We got on trail at Siyeh Bend at 7:30 a.m. under smoky skies that cast an eerie, but pretty red, light on the lake and surrounding mountains as we drove the Going to the Sun highway.
And we booked it to Piegan pass, with only three parties passing us on the way. One bad thing: Sue Michels didn’t have her expensive ($280) down jacket secured to her lumbar pack. While she was looking for items in her pack, it went tumbling 50 feet down the side of the mountain. We knew we didn’t have time to retrieve it, if anyone dared do so, so we marked the spot to assess the dangers on the way back. And Catherine lost the cover to her bite-valve on her water bladder.

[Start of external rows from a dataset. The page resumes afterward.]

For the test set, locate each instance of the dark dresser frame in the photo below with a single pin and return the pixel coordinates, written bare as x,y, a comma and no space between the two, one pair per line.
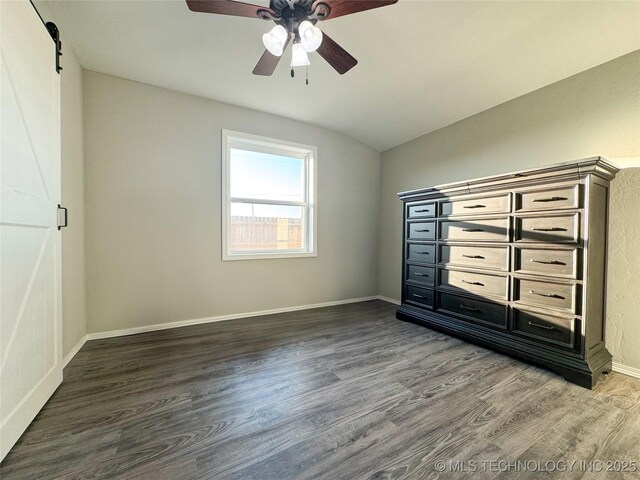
515,262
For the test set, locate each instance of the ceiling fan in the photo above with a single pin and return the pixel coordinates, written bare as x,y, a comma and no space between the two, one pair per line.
295,20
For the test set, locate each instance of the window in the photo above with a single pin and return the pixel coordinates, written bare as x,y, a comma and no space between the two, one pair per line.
268,189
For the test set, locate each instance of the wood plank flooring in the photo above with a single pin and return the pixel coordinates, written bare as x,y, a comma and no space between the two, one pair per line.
345,392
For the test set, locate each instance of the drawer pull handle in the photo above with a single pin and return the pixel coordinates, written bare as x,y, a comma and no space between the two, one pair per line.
547,262
547,295
471,309
544,327
552,229
550,199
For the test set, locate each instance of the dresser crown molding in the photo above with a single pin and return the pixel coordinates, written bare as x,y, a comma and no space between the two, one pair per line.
515,262
597,166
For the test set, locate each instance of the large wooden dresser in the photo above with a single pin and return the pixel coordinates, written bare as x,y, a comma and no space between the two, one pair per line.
515,262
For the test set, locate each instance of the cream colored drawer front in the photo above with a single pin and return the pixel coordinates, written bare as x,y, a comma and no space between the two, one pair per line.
551,229
477,283
477,206
424,210
561,263
495,258
549,199
546,294
495,230
422,231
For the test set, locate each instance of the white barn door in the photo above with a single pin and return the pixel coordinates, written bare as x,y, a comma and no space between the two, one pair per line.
30,312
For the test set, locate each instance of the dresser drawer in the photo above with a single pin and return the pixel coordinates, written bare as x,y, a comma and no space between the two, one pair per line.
487,312
417,273
422,231
492,230
477,283
546,294
421,253
560,263
496,258
420,296
549,199
495,204
555,229
423,210
550,329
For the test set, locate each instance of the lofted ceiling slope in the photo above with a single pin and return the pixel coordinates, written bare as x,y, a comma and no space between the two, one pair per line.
422,64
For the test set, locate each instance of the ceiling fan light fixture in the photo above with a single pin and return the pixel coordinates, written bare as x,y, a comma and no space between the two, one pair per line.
310,36
299,57
275,40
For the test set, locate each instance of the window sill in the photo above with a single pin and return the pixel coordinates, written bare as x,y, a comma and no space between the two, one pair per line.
266,256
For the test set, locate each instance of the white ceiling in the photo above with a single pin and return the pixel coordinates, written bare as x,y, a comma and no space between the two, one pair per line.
422,65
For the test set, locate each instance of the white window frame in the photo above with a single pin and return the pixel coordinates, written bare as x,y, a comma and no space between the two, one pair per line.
309,154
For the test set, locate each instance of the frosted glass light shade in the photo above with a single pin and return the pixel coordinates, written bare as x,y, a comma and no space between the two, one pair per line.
275,39
310,36
299,57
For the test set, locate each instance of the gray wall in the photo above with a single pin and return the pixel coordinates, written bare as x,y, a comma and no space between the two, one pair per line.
74,313
153,227
596,112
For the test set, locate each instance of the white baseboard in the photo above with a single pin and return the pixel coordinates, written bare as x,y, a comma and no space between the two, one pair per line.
387,299
220,318
631,371
74,350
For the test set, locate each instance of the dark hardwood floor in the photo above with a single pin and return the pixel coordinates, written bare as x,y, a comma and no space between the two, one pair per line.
344,392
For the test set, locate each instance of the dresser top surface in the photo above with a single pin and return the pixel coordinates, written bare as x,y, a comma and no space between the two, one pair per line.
577,169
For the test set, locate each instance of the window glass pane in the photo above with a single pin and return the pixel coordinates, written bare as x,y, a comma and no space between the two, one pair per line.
264,176
265,227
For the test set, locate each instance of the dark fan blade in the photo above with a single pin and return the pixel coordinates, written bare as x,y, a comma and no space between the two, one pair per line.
268,62
340,8
337,56
226,7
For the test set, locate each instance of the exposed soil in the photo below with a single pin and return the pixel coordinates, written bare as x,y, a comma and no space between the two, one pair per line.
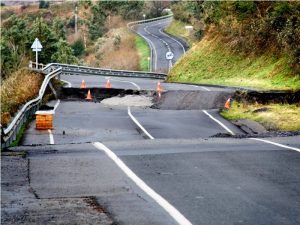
185,100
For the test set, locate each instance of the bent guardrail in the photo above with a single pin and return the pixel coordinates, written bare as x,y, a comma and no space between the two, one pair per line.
84,70
9,134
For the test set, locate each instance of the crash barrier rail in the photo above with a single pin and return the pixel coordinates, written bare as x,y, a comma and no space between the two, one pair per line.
84,70
130,27
9,134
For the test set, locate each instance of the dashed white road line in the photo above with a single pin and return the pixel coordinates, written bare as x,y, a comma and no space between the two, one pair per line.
138,124
170,209
152,47
204,88
277,144
51,137
219,122
163,33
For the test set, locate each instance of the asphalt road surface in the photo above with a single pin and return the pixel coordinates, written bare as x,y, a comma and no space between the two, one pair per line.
161,43
124,164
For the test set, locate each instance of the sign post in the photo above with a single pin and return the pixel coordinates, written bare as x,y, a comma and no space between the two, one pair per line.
36,47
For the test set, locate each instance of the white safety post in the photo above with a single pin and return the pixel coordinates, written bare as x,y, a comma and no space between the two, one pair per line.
36,47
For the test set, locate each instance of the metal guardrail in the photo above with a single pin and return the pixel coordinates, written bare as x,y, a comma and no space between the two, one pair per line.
84,70
9,134
132,24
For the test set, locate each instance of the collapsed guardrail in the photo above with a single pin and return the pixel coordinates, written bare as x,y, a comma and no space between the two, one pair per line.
9,134
84,70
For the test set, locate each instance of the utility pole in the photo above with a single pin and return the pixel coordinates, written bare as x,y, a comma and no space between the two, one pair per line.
76,20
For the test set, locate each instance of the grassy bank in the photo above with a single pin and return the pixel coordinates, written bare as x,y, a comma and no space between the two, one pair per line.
273,117
212,62
143,52
16,90
177,28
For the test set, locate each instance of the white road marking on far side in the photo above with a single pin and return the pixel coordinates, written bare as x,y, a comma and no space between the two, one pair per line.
138,124
124,81
205,88
51,137
277,144
171,210
219,122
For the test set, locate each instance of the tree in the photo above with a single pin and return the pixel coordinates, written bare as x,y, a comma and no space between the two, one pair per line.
97,21
59,28
47,38
64,53
43,4
78,47
13,44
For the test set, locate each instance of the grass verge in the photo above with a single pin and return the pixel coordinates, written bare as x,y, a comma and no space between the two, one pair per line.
143,52
212,62
274,117
17,89
177,28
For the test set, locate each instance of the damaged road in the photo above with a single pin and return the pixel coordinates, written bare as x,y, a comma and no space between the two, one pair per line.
207,179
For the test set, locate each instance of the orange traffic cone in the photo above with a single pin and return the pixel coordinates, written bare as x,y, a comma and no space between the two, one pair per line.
108,84
227,104
83,84
89,96
158,87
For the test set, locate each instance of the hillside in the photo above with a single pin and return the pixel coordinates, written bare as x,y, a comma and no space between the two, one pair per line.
213,62
249,44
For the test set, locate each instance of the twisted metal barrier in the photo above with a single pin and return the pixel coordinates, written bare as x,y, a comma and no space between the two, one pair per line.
84,70
9,134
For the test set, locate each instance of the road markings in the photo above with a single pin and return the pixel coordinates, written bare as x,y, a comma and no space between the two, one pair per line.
139,125
219,122
277,144
163,33
151,46
171,210
68,83
204,88
124,81
51,137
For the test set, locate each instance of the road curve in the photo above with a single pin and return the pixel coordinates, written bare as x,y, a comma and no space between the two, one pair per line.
161,43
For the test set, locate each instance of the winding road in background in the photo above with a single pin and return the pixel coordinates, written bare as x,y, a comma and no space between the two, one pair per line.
154,166
161,43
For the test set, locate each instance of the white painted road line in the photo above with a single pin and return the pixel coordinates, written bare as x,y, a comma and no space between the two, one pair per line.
277,144
171,210
163,33
204,88
139,125
124,81
151,47
219,122
51,137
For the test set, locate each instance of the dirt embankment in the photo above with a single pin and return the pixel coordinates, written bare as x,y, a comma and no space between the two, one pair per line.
267,97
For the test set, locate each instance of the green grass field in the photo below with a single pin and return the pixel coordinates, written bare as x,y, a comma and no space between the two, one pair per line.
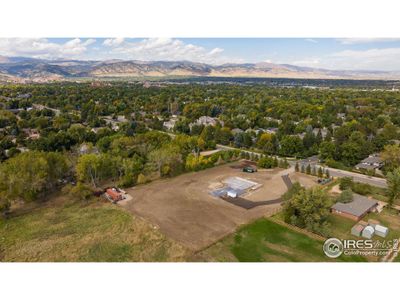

We arrived at the pass in 2.5 hours, took a a quick 10-minute break looking over the pass into the Many Glacier valley and snapped some pictures of ourselves in front of the back side of the Garden Wall before starting our ascent. Another party also decided to climb Cataract, which disappointed Katie a bit as she had thought no one else would think to climb this mountain. However, the other party turned out to be a blessing as one of the men guided us to what he called a “full frontal attack,” which proved to be a better way than what Katie usually does. This is quite a challenging climb as it passes through the Diorite Sill, an igneous intrusion in the Siyeh limestone. The talus is quite large with many loose boulders to navigate and rough rock that can cuts and scrapes hands.
Maddie and Catherine looked like they might give up several times due to the rough rocks, but they kept going, so we all made it to the top!It took us exactly an hour to climb the peak, as we arrived at just after 11 a.m., stopping a few times to pull out the eclipse glasses to view the start of moon covering the sun since it started at 10:35. At the top, Anita realized she had lost her bear spray from the holster somewhere during the climb, making it three items lost so far on this trip. We all sat down (some lay down) and settled in for some eclipse viewing.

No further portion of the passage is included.